Was der neue Handwerkschef vorhat
Der Deutsche Handwerkstag hat in Augsburg Jörg Dittrich zu seinem Präsidenten gewählt. In seiner Amtszeit will der Dresdner klare Schwerpunkte setzen und vor allem den Fachkräftemangel bekämpfen. Auch zur AfD äußerte er sich.
Augsburg Das Handwerk in Deutschland hat ein neues Gesicht, das es vertritt und für seine Interessen kämpft. Jörg Dittrich, 53, ist auf dem Deutschen Handwerkstag in Augsburg zum neuen Präsidenten des Zentralverbandes gewählt worden. Die rund 300 Delegierten im Kongress am Park hätten ihm mit „überwältigender Mehrheit“das Vertrauen ausgesprochen, hieß es im Anschluss. Dittrich folgt ab 1. Januar 2023 auf Hans Peter Wollseifer, der nach einer neunjährigen Amtszeit nicht mehr zur Wahl angetreten ist.
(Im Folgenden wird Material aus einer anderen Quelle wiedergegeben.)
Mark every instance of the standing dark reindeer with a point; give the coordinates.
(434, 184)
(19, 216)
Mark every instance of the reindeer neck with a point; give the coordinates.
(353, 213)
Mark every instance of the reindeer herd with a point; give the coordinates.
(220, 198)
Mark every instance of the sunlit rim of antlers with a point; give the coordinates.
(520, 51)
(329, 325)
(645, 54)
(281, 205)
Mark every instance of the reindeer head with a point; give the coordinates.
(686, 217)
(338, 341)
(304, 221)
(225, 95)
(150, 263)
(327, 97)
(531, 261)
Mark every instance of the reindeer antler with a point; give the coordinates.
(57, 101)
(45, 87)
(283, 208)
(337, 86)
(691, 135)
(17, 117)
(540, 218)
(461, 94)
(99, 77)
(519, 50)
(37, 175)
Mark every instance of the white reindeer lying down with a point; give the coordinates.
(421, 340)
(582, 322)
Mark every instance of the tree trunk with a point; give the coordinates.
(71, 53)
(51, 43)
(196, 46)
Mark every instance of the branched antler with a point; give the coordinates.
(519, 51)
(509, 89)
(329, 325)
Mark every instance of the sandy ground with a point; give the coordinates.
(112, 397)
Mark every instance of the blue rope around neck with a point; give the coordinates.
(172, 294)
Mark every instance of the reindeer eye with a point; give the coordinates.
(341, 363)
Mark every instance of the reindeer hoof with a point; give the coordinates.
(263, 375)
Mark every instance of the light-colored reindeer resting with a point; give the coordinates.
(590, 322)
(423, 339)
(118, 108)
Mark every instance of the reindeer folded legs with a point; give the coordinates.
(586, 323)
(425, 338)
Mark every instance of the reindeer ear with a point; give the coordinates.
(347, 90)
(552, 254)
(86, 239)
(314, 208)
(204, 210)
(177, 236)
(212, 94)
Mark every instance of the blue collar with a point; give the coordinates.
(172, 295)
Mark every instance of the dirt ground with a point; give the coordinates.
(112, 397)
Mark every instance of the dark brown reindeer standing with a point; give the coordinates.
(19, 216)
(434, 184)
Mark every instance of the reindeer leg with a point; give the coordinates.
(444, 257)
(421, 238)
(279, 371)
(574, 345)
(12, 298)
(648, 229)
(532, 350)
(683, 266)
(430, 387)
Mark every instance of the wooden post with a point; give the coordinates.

Dittrich ist gelernter Dachdeckermeister und absolvierte ein Studium zum Diplom-Hochbauingenieur. Mit 28 Jahren übernahm er nach Angaben des Zentralverbandes des Deutschen Handwerks den 1905 von seinem Urgroßvater gegründeten Familienbetrieb in vierter Generation. Das Dresdner Unternehmen mit einer Niederlassung in Berlin beschäftigt 65 Mitarbeiterinnen und Mitarbeiter. Mit einem polnischen Geschäftspartner habe er im Jahr 1998 zudem im polnischen Breslau einen Betrieb für Dach- und Fassadenarbeiten gegründet. Dittrich ist verheiratet, er hat sechs Kinder.
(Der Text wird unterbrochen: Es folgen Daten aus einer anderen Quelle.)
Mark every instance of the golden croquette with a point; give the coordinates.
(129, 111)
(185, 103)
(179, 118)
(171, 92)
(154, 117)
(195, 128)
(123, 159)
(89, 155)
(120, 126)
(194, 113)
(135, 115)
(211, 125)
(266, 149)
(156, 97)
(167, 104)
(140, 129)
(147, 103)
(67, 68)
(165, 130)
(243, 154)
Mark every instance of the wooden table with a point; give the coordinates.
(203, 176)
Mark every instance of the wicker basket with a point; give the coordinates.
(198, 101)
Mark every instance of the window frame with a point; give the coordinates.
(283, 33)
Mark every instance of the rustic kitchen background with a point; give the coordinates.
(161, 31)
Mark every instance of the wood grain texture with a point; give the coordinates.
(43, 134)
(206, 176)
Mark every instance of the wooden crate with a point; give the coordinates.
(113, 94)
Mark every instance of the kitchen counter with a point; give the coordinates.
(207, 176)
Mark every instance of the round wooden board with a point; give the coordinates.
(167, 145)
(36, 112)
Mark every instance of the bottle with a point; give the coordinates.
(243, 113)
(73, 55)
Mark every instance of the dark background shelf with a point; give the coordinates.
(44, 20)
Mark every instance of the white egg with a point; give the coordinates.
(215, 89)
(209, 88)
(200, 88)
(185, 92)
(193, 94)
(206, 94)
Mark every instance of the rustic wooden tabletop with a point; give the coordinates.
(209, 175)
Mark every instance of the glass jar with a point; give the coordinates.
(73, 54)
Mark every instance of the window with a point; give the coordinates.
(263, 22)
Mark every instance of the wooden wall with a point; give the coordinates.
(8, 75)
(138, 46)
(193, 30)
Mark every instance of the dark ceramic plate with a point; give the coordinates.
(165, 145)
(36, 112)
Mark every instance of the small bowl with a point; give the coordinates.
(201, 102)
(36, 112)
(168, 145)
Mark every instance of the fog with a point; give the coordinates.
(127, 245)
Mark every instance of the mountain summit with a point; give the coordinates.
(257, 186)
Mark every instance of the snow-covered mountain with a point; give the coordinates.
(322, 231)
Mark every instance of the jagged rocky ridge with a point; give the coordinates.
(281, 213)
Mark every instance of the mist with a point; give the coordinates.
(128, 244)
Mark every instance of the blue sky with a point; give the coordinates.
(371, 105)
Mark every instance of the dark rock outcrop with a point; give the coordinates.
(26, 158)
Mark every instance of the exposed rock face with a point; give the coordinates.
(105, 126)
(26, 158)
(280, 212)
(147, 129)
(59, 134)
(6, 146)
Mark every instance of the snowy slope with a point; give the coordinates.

„Die Handwerksbetriebe und deren Beschäftigte stehen vor großen Herausforderungen, die wir nur gemeinsam und als Team erfolgreich bewältigen können“, sagte Dittrich. „Das Leitmotto ,Ein Handwerk – eine Stimme‘ gilt heute mehr denn je.“In einer Umfrage des Zentralverbandes hatten kürzlich drei von fünf Betrieben angegeben, von Umsatzrückgängen betroffen zu sein.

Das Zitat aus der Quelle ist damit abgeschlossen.